Un allarme che spiega bene Marina D’Amato, professoressa di sociologia delle comunicazioni di massa e sociologia dell’infanzia all’Università Roma Tre: “Quando si è imposta la cultura scientifica a metà Ottocento tutta la borghesia illuminata faceva sedute spiritiche. Si tratta di una risposta umana e sensitiva all’ipertecnologia”. Secondo D’Amato “nel momento in cui la tecnologia pervade l’umanità e tutti i rapporti passano attraverso mediazioni che non sono più il faccia a faccia e l’interazione quotidiana, la risposta umana che noi sociologi chiamiamo sensitiva è quella di andare a cercare una dimensione sovrannaturale“. Per la docente “è lo stesso fenomeno che avvenne nell’Ottocento. Di fronte alla scienza imperante l’individuo cerca una modalità di esistere interattiva con altri individui; in questa nostra società esasperata dal fatto che la gente sta su Facebook conoscendo milioni di persone senza essere realmente amico, si ricorre al sovrannaturale.
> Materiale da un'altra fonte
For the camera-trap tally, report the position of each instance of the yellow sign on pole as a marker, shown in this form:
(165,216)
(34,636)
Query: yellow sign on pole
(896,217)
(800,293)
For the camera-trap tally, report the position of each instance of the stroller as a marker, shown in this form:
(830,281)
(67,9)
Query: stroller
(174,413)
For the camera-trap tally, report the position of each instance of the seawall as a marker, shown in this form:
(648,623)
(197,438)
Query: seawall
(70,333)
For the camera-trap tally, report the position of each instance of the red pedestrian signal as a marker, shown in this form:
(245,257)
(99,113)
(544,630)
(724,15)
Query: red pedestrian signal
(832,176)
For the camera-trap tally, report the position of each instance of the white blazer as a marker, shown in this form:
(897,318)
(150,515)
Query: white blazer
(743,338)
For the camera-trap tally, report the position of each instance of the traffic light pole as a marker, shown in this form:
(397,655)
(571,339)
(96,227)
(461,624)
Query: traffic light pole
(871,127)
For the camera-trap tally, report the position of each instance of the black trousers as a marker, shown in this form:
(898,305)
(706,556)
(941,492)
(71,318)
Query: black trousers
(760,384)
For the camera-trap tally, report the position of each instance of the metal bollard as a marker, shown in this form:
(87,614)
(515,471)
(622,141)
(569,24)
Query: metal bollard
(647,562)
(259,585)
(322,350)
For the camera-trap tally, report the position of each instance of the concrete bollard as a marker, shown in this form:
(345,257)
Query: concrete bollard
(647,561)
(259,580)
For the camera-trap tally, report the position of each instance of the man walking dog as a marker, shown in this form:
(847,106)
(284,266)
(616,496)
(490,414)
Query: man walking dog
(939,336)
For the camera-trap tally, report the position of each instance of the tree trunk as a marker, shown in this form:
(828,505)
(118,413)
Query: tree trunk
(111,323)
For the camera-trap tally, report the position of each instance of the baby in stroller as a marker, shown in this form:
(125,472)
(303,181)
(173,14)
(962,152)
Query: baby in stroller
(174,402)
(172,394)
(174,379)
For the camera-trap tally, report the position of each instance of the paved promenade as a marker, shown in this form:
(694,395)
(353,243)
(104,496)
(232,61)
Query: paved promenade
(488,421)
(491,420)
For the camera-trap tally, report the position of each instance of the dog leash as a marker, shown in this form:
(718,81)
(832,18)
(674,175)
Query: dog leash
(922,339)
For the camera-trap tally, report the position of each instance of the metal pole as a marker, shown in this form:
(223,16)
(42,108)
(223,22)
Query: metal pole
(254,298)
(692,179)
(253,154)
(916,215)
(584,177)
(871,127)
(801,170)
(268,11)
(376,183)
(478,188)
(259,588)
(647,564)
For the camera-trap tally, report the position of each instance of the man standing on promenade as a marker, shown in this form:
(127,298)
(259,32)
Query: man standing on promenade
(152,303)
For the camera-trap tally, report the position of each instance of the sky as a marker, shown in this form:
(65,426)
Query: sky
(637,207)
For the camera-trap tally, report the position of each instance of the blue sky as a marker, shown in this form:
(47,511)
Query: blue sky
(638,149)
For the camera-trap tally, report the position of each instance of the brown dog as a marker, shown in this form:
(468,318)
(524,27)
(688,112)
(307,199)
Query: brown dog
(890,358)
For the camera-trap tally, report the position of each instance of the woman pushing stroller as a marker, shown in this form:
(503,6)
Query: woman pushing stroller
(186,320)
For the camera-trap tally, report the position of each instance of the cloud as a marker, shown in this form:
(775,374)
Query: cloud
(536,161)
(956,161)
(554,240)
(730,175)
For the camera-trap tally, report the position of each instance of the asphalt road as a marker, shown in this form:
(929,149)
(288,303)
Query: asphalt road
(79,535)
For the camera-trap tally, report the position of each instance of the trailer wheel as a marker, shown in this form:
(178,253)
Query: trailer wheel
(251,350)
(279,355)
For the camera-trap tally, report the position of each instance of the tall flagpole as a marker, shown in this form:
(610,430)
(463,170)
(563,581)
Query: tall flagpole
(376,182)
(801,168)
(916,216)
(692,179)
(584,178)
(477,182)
Non cadiamo nel tranello di giudicare i casi che sono finiti all’ospedale, non buttiamoci in questa avventura”.

Un fenomeno difficile da arginare, secondo Paolo Ferri, docente di teorie e tecniche dei nuovi media all’Università Bicocca di Milano e autore di “I nuovi bambini. Come educare i figli all’uso della tecnologia, senza diffidenze e paure”: “Chi è finito in ospedale aveva già problemi prima. Qui c’è di mezzo il mistico. Il problema è l’uso civile o meno dei social network. Bisogna stare attenti, tuttavia, a non demonizzare: del resto i gruppi delle anoressiche online ci sono e non si possono abolire. Più si vieta, maggiore è l’effetto opposto”. Per Ferri “siamo di fronte ad una dinamica social che è impossibile fermare; bisogna educare. Se avessimo un Paese preparato avremmo meno paura di Charlie Challenge. Lo psicotico ci sarà sempre ma in Italia c’è una mancanza di educazione all’uso dell’online”.